Fourteen hundred years ago, a civilization called the Wari built a system of canals to bridge seasonal droughts in what is today’s Peruvian Andes. Rainwater diverted through the high-altitude canals percolated through the Andean rock and soil to reemerge weeks later in communities at lower elevations. As perhaps a recognition of the life-giving necessity of water, the canal networks are called ‘mamanteo,’ Spanish for ‘suckling.’ Peruvian water authorities have eyed the ancient system as a low-cost solution to water shortage in Lima. The state has even invested in revitalizing parts of it. Now for the first time, the plans have the backing of robust scientific evidence.
Upscaling existing pre-Inca systems could help relieve Peru’s wet months of water and quench its dry ones.
Researchers at the Imperial College London in the United Kingdom, with colleagues at the Regional Initiative for Hydrological Monitoring of Andean Ecosystems in Lima, tracked water through the stone canals. With dye tracers, the scientists mapped and timed the water’s slow progress from the mountain town of Huamantanga to rivers that feed Lima’s water supply.

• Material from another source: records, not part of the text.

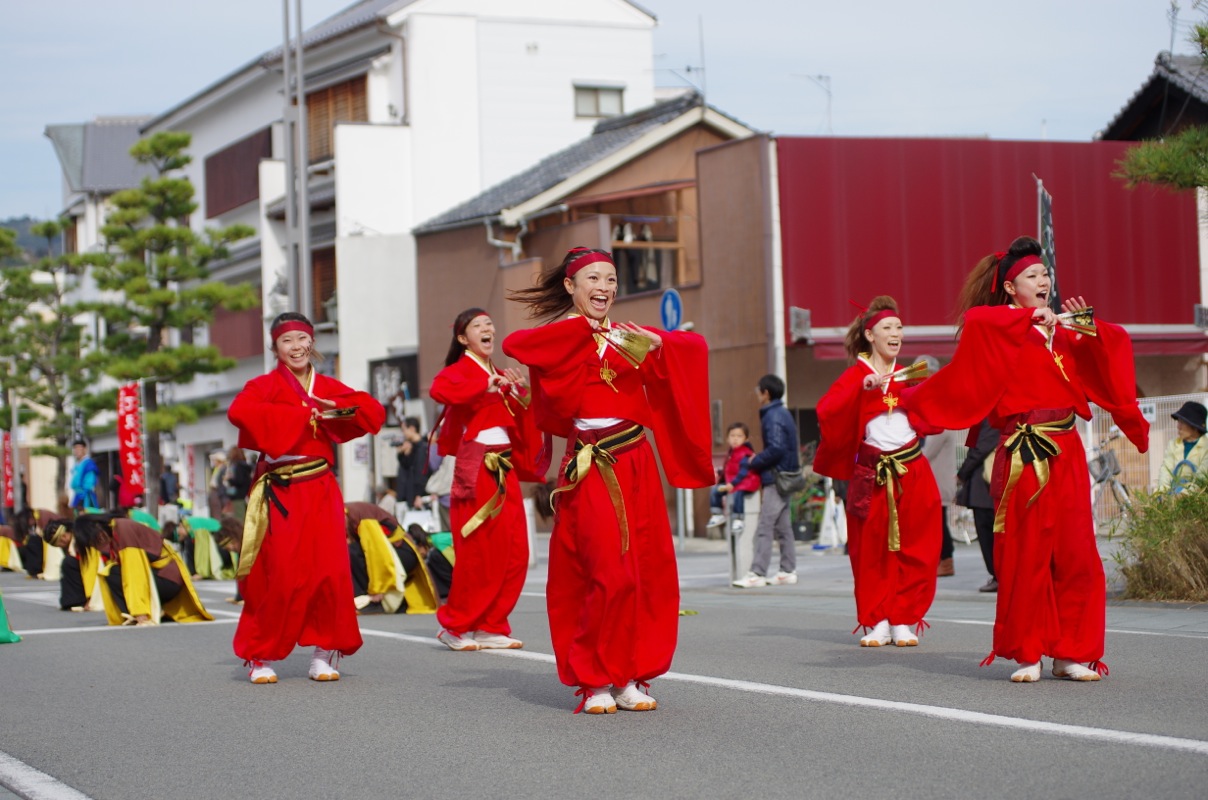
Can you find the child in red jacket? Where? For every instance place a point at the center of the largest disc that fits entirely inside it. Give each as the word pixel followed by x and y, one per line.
pixel 733 479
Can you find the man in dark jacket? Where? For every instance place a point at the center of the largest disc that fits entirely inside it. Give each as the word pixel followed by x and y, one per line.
pixel 974 493
pixel 779 453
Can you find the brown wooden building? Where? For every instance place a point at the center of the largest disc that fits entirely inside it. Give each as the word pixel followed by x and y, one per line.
pixel 631 187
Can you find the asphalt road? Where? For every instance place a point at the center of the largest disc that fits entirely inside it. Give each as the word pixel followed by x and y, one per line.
pixel 770 696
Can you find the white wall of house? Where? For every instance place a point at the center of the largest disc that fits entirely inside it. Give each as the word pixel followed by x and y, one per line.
pixel 375 266
pixel 528 71
pixel 462 94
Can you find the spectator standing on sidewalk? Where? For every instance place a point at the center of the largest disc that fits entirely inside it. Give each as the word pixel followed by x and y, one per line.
pixel 779 453
pixel 940 451
pixel 736 480
pixel 973 492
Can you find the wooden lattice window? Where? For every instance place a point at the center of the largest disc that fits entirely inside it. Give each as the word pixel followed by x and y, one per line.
pixel 341 103
pixel 323 273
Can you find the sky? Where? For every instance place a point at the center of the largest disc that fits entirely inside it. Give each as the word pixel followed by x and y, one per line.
pixel 1022 69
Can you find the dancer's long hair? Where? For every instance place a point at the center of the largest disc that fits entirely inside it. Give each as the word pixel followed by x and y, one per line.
pixel 983 287
pixel 549 296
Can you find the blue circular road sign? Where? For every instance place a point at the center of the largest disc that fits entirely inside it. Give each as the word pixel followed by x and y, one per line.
pixel 671 307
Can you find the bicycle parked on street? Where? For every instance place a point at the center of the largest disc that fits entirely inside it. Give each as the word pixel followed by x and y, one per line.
pixel 1110 500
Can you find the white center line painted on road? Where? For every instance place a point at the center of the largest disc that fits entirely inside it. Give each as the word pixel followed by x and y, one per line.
pixel 34 784
pixel 104 627
pixel 935 712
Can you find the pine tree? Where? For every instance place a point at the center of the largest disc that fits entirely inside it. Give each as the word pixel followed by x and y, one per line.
pixel 160 267
pixel 57 364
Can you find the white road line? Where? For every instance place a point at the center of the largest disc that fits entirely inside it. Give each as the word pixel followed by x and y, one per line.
pixel 33 784
pixel 935 712
pixel 104 627
pixel 1110 630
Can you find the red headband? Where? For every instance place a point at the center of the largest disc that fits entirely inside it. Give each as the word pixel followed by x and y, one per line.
pixel 291 325
pixel 1016 268
pixel 586 259
pixel 884 313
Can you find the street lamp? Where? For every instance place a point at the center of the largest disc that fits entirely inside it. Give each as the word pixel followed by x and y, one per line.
pixel 823 82
pixel 18 496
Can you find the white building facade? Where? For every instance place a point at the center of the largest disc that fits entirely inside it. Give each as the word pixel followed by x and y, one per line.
pixel 413 105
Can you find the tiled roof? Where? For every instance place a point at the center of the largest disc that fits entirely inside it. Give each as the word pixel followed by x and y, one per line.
pixel 1186 73
pixel 96 156
pixel 609 137
pixel 354 17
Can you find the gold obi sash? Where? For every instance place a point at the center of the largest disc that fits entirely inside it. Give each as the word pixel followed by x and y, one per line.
pixel 600 447
pixel 888 467
pixel 255 523
pixel 497 461
pixel 1031 444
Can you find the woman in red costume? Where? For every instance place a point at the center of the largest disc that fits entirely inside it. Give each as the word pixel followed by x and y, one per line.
pixel 294 572
pixel 488 428
pixel 1033 371
pixel 613 593
pixel 893 505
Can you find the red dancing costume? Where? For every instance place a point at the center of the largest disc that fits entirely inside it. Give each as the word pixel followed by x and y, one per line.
pixel 497 445
pixel 298 589
pixel 613 592
pixel 1051 587
pixel 867 440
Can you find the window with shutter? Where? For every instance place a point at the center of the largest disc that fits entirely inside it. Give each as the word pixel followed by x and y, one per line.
pixel 238 334
pixel 232 174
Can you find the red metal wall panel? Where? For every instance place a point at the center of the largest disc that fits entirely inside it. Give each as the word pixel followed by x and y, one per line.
pixel 910 218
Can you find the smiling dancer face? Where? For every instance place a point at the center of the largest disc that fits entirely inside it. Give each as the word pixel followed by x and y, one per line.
pixel 480 336
pixel 886 340
pixel 593 289
pixel 1031 288
pixel 294 343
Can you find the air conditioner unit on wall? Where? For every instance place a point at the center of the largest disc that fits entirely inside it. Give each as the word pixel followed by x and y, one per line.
pixel 799 325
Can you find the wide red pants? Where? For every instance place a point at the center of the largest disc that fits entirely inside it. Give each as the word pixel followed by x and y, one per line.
pixel 300 590
pixel 492 562
pixel 1051 587
pixel 614 616
pixel 896 585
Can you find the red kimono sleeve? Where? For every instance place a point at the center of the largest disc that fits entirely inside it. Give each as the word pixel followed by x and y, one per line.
pixel 555 357
pixel 532 452
pixel 266 423
pixel 677 380
pixel 454 387
pixel 838 419
pixel 963 393
pixel 1108 374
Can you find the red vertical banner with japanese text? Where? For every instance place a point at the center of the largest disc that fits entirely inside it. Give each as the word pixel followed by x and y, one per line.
pixel 129 436
pixel 9 500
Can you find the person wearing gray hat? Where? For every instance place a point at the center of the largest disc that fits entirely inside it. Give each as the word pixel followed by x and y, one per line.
pixel 1186 454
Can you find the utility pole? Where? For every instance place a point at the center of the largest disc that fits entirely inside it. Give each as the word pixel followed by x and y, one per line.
pixel 297 168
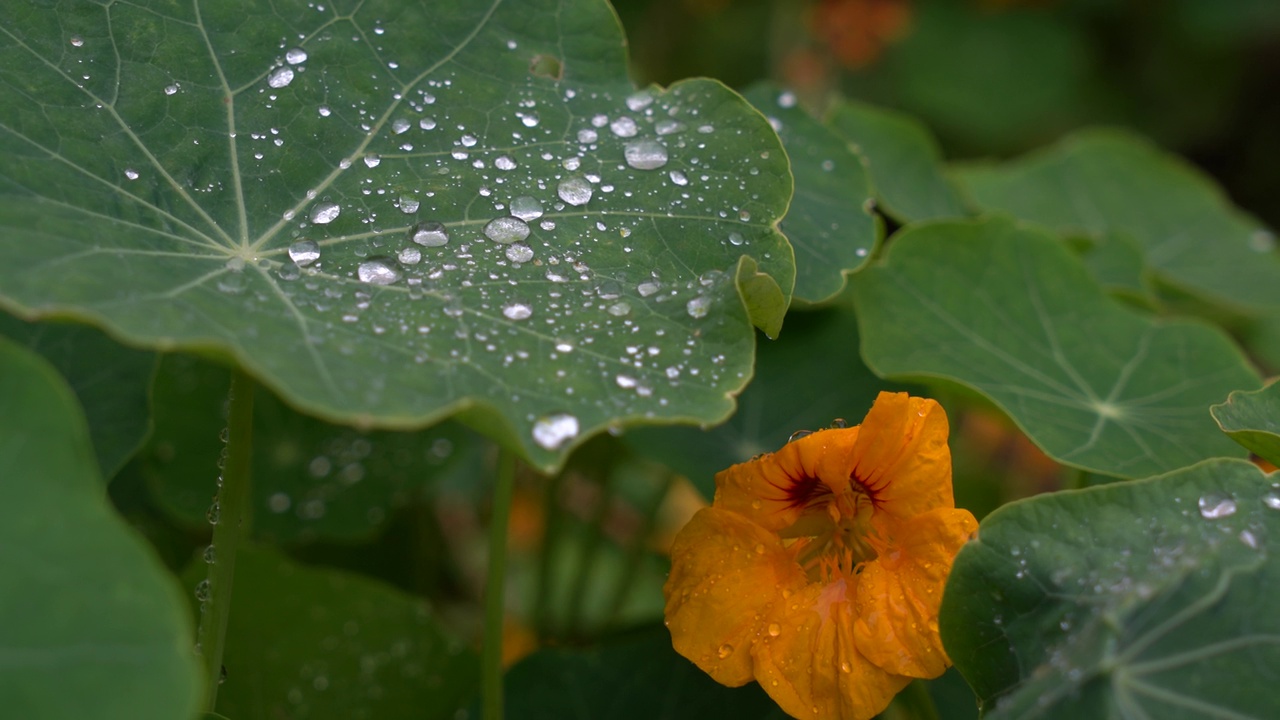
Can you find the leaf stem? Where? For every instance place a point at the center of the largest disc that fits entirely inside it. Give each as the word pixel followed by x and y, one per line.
pixel 232 514
pixel 494 609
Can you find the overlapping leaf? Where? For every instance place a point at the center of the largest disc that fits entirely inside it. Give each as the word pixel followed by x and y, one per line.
pixel 1013 314
pixel 391 212
pixel 1148 598
pixel 91 624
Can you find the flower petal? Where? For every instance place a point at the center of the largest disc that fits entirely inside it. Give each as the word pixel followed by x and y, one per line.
pixel 903 456
pixel 812 666
pixel 775 490
pixel 900 592
pixel 726 574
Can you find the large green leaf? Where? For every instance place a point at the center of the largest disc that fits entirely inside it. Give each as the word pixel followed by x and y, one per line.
pixel 804 381
pixel 904 160
pixel 393 210
pixel 1253 420
pixel 1147 598
pixel 311 479
pixel 110 381
pixel 636 677
pixel 1100 182
pixel 1009 311
pixel 830 222
pixel 91 624
pixel 318 643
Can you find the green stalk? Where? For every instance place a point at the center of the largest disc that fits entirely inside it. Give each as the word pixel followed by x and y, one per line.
pixel 232 525
pixel 490 659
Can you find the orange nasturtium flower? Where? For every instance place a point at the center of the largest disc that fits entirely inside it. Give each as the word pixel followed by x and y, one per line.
pixel 818 570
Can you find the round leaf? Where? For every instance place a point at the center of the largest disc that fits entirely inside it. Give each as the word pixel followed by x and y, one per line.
pixel 91 624
pixel 391 212
pixel 1009 311
pixel 1147 598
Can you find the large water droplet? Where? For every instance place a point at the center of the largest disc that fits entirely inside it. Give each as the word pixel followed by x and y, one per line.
pixel 645 154
pixel 280 77
pixel 575 190
pixel 325 213
pixel 553 431
pixel 304 253
pixel 378 270
pixel 430 235
pixel 506 229
pixel 1215 506
pixel 526 208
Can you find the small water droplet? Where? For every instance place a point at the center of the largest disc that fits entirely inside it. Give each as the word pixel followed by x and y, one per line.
pixel 1215 506
pixel 553 431
pixel 506 229
pixel 280 77
pixel 430 235
pixel 378 270
pixel 325 213
pixel 645 154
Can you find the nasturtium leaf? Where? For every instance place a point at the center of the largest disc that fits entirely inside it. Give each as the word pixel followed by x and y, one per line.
pixel 391 212
pixel 904 160
pixel 634 677
pixel 320 643
pixel 310 479
pixel 1009 311
pixel 830 222
pixel 109 381
pixel 1097 182
pixel 1146 598
pixel 804 381
pixel 1253 420
pixel 91 623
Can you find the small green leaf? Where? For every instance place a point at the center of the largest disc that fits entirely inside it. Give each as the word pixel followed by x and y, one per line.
pixel 1009 311
pixel 1253 420
pixel 804 381
pixel 109 381
pixel 91 624
pixel 1098 182
pixel 904 160
pixel 393 212
pixel 319 643
pixel 636 677
pixel 1147 598
pixel 311 481
pixel 830 222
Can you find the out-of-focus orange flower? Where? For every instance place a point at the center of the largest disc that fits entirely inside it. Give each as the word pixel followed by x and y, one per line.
pixel 818 570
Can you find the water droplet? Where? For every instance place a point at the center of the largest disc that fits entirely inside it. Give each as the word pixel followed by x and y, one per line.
pixel 1215 506
pixel 506 229
pixel 517 311
pixel 645 154
pixel 575 190
pixel 280 77
pixel 526 208
pixel 699 306
pixel 624 127
pixel 553 431
pixel 520 253
pixel 325 213
pixel 378 270
pixel 430 235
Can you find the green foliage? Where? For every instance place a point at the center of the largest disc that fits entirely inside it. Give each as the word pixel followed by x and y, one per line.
pixel 92 625
pixel 1144 598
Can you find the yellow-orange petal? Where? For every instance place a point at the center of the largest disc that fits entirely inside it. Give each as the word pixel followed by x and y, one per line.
pixel 900 592
pixel 726 575
pixel 808 660
pixel 903 456
pixel 775 488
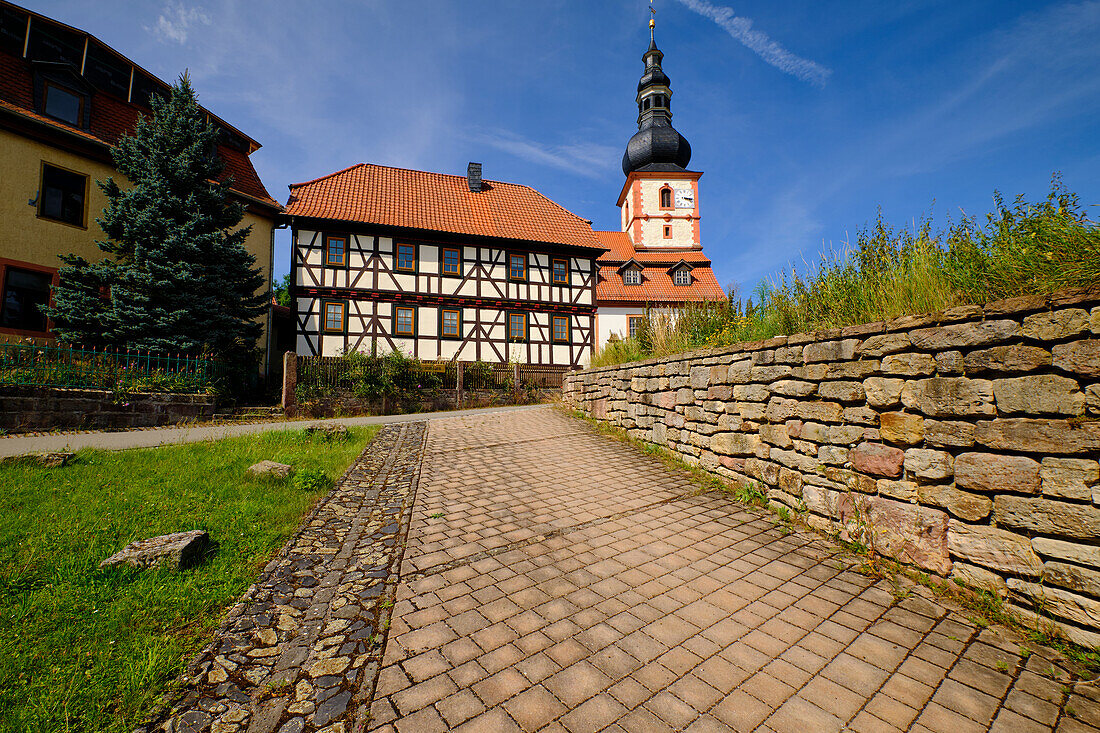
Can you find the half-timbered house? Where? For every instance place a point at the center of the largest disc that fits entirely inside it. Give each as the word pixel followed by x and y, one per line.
pixel 439 267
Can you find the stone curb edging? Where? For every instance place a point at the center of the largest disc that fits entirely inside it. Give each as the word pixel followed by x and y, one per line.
pixel 303 647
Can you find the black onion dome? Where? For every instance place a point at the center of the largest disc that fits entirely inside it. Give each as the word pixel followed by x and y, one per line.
pixel 659 148
pixel 657 145
pixel 653 77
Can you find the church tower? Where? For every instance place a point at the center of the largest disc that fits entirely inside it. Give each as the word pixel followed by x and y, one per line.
pixel 655 264
pixel 660 198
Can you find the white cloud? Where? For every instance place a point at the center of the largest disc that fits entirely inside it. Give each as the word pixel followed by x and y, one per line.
pixel 758 42
pixel 585 159
pixel 176 20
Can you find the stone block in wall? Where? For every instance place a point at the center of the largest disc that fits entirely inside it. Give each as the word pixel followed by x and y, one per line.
pixel 860 416
pixel 700 378
pixel 850 480
pixel 928 463
pixel 911 533
pixel 751 392
pixel 883 343
pixel 997 473
pixel 833 455
pixel 1015 358
pixel 960 336
pixel 963 504
pixel 876 459
pixel 792 387
pixel 883 392
pixel 948 434
pixel 1057 602
pixel 901 427
pixel 1038 436
pixel 853 370
pixel 845 391
pixel 909 364
pixel 1046 516
pixel 769 373
pixel 1082 580
pixel 949 363
pixel 976 577
pixel 738 371
pixel 843 350
pixel 1078 357
pixel 949 396
pixel 810 372
pixel 1069 478
pixel 735 444
pixel 992 548
pixel 1038 394
pixel 1055 325
pixel 763 471
pixel 723 392
pixel 789 354
pixel 1065 550
pixel 904 491
pixel 776 435
pixel 765 357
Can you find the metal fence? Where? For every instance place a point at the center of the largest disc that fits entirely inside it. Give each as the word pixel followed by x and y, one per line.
pixel 345 372
pixel 30 364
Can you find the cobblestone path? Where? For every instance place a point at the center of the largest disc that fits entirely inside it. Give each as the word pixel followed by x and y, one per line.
pixel 558 580
pixel 301 649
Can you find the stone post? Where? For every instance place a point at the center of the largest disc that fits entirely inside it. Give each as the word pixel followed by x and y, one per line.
pixel 289 382
pixel 458 383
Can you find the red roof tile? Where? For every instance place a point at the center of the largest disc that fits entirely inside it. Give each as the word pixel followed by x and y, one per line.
pixel 620 249
pixel 436 201
pixel 111 118
pixel 657 287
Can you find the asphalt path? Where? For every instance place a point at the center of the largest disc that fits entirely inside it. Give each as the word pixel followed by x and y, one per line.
pixel 165 436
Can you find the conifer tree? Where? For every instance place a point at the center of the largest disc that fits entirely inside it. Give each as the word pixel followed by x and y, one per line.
pixel 177 276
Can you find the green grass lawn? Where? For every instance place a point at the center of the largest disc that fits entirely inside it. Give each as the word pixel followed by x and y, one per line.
pixel 84 648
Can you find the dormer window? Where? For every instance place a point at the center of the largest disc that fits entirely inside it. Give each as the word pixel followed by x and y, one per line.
pixel 64 105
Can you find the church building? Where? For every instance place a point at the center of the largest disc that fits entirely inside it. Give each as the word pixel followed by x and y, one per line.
pixel 656 263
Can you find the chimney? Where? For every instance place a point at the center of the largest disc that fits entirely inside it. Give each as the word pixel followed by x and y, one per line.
pixel 473 176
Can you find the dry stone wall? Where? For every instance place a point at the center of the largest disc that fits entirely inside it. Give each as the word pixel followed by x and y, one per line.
pixel 965 442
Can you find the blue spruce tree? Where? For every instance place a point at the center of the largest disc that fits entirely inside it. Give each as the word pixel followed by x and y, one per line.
pixel 177 276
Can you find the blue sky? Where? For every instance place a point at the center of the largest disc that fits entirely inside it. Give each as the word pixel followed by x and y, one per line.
pixel 804 117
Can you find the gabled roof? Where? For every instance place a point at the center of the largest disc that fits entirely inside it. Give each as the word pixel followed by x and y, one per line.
pixel 657 267
pixel 435 201
pixel 111 116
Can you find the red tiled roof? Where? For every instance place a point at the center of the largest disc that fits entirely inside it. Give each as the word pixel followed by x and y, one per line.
pixel 112 118
pixel 657 285
pixel 436 201
pixel 620 249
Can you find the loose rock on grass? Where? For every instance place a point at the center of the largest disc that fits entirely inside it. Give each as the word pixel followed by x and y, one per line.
pixel 177 550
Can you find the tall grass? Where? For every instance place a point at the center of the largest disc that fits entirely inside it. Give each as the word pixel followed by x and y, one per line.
pixel 1020 249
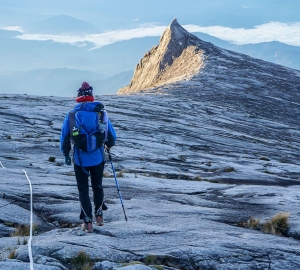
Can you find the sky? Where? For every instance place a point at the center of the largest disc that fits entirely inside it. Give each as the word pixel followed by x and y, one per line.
pixel 237 21
pixel 272 31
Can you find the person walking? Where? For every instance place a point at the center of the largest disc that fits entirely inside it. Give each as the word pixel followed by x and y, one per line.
pixel 88 127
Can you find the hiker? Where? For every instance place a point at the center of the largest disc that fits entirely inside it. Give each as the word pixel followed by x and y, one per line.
pixel 89 129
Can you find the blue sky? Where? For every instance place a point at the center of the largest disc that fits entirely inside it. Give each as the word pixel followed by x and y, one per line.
pixel 237 21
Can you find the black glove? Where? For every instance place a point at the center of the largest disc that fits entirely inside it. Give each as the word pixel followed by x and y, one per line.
pixel 68 160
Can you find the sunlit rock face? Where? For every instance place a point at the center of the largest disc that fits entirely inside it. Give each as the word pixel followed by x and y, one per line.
pixel 196 156
pixel 182 57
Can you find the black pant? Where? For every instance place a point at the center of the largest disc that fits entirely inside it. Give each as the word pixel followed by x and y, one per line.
pixel 82 179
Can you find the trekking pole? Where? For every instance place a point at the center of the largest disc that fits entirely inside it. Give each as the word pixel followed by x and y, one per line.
pixel 112 166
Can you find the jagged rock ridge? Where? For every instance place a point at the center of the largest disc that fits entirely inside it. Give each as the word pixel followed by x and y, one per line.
pixel 176 57
pixel 181 56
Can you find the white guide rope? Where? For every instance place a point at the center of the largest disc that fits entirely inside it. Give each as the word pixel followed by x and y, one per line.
pixel 30 238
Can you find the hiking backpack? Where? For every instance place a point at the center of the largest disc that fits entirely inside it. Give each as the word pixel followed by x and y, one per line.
pixel 88 129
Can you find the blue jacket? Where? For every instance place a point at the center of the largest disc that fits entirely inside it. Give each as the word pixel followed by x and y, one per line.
pixel 83 158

Their findings suggest that water seeped through the mountains for a period of time ranging two weeks to eight months before it reappeared. The average delay was 45 days, according to the research, published in Nature Sustainability.
Peru’s water authorities could scale up the system and reroute and delay 35 percent of the rain that runs off in the wet season, the researchers calculate. That would total about 99 million cubic meters of water each year.
The effort could increase the water supply by 33 per cent in the early dry season, and 7.5 percent for the remaining months. Effectively, the result would be an extension of the wet season, with longer periods for farmers to grow crops, according to the research.
The simplicity of the mamanteo system suggests that this would be a cost-effective way to increase the capacity of existing infrastructure.
Lima could use the help. The city’s population of nearly 10 million people is growing rapidly, straining an already taxed water infrastructure. Lima is the world’s second largest desert city, behind Cairo, Egypt. It is located in a seasonally dry region with a fragile water supply that is vulnerable to dams weakened by erosion and natural disasters such as landslides that cut of streams and rivers. The water shortages have intensified as the city’s population soars, and climate change threatens to exacerbate the problem.
“Upscaling existing pre-Inca systems could help relieve Peru’s wet months of water and quench its dry ones,” the study’s senior author Dr. Wouter Buytaert at the Imperial College London said in a statement.
The systems cannot be controlled because each depends on the geology of the path the water takes through the ground. But with further study, they can be predictable, and they could enhance the nation’s existing water infrastructure, the researchers write.
“This type of ‘natural infrastructure’ cannot replace traditional solutions such as artificial reservoirs. However, it can make those traditional solutions more effective. In other words: adding mamanteo to an existing reservoir would allow serving water to more people with the same reservoir,” Dr. Buytaert told E4C by email.
“Although we did not do a cost-analysis, the simplicity of the mamanteo system suggests that this would be a cost-effective way to increase the capacity of existing infrastructure. Additionally, it gives additional flexibility, in the sense that it can enhance the capacity of existing systems on a short time scale without the need for major capital investments (such as a new reservoir). This is particularly important for systems which are under high stress from population growth and climate change, as is the case for Lima,” Dr. Buytaert says.
Scaling up the canal networks may be a two-step process, Dr. Buytaert says. Authorities should first study the hydrogeology of each region in question and confirm assumptions the researchers made in their calculations. Then they can restore the ancient systems and build new ones. That process should be straightforward because the technology is simple. The key is to first understand what is underground, Dr. Buytaert says.
For years, Peru’s water infrastructure experts have been aware of the canal systems as a possible tool for modern water delivery, and the state has made investments in research and revitalization. This year, the national sanitation authority SUNASS has committed more than (USD) $20 million over five years to green infrastructure, including restoration of highland wetlands and mamanteo.